Singapore’s new and iconic sports hub has been designed as a destination that the public can enjoy every day of the week.
19 June, 2014
Last year, the Singapore Sports Hub beat six other projects from around the world to take home the Future Projects Award (Leisure-led Development category) at the World Architecture Festival, which doubtlessly heightened the anticipation that had been growing since the $1.33-billion-dollar development’s free spanning dome structure – the world’s largest at 312 metres – started taking shape.
While the Singapore Sports Hub officially opens in 2015, various programmes have already taken off at the new National Stadium.
For Arup and DP Architects, the master plan became one of the key challenges of the ambitious project, with the teams having to figure out a way to fit in numerous and diverse facilities into a relatively compact 35 hectares of land. The sports hub comprises an aquatic centre, a multi-purpose sports hall, and the iconic dome-shaped national stadium. In addition, it incorporates commercial, civic and community facilities – all designed to ensure that the site continues to draw in visitor traffic and remains a vibrant space even during the off-peak sporting season. Some of these include a skate park, fitness corners, a 41,000sqm mall with an integrated leisure waterpark and offices. There’s even a sports museum and a library.
The project’s pièce de résistance is the 55,000-seat National Stadium. The stadium’s ultra-thin dome of steel, which spans over 310 metres, is the largest of its kind in the world. It’s also retractable, allowing sporting events to be held any time of the year.

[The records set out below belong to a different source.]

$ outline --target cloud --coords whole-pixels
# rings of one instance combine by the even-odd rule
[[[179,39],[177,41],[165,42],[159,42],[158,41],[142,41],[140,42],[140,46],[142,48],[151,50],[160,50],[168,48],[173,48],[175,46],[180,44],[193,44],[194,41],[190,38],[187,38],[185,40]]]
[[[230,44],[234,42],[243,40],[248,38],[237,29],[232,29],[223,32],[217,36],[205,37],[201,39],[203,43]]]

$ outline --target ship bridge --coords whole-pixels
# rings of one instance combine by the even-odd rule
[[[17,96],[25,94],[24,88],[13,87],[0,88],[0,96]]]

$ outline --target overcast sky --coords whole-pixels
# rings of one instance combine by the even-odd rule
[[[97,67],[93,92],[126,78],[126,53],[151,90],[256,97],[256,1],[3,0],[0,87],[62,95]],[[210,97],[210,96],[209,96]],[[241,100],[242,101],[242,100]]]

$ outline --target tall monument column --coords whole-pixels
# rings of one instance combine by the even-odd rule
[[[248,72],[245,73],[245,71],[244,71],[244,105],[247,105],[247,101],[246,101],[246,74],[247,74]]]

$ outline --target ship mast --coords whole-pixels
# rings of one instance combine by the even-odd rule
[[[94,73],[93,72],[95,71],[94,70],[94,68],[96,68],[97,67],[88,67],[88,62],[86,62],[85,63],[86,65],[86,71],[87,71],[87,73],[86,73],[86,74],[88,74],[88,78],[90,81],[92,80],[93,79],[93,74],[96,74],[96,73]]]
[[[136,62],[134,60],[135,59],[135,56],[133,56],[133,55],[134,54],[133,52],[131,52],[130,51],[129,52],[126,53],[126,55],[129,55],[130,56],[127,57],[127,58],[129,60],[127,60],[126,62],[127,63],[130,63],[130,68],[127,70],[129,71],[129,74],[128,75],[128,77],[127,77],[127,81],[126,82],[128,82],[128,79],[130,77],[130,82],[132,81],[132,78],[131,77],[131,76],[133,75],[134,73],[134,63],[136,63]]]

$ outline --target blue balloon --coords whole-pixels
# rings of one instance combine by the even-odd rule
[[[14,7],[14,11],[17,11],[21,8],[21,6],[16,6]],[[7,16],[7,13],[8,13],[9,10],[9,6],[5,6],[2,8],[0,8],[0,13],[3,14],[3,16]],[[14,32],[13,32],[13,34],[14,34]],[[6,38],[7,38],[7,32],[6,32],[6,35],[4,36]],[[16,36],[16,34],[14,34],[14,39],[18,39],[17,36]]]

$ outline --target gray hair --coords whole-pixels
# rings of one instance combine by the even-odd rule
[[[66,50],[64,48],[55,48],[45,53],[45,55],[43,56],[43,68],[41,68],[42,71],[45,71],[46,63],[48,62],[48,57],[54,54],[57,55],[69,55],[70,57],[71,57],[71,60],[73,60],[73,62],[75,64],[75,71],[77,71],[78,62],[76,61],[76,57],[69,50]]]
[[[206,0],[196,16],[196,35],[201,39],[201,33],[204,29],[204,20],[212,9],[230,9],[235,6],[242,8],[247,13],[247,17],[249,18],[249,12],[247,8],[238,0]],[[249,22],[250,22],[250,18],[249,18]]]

But while it’s meant to consume less energy than a fully enclosed stadium, the island’s humid climate has been taken into account with an energy-efficient cooling system delivering air at a cool 23 deg C to each seat through an air-handling unit; solar panels have also been installed on the roof and will generate enough energy to offset the cooling system.
Aecom, the hub’s landscapers, have put all measures in place to ensure that the development will not be all glinting steel and concrete. The site will have 200,000 shrubs and 1,300 trees. Additionally, existing, mature trees from around the site have been retained and incorporated into the new development. The Stadium Riverside Walk also integrates with the island-wide park connector system, while the stadium itself features sky terraces with planting and vertical greenery to the edge of internal concourse areas.
As a national sports hub, it would appear the project is making the effort to resonate with Singapore’s identity as a Garden City, even as it secures its position as a new iconic landmark in the country.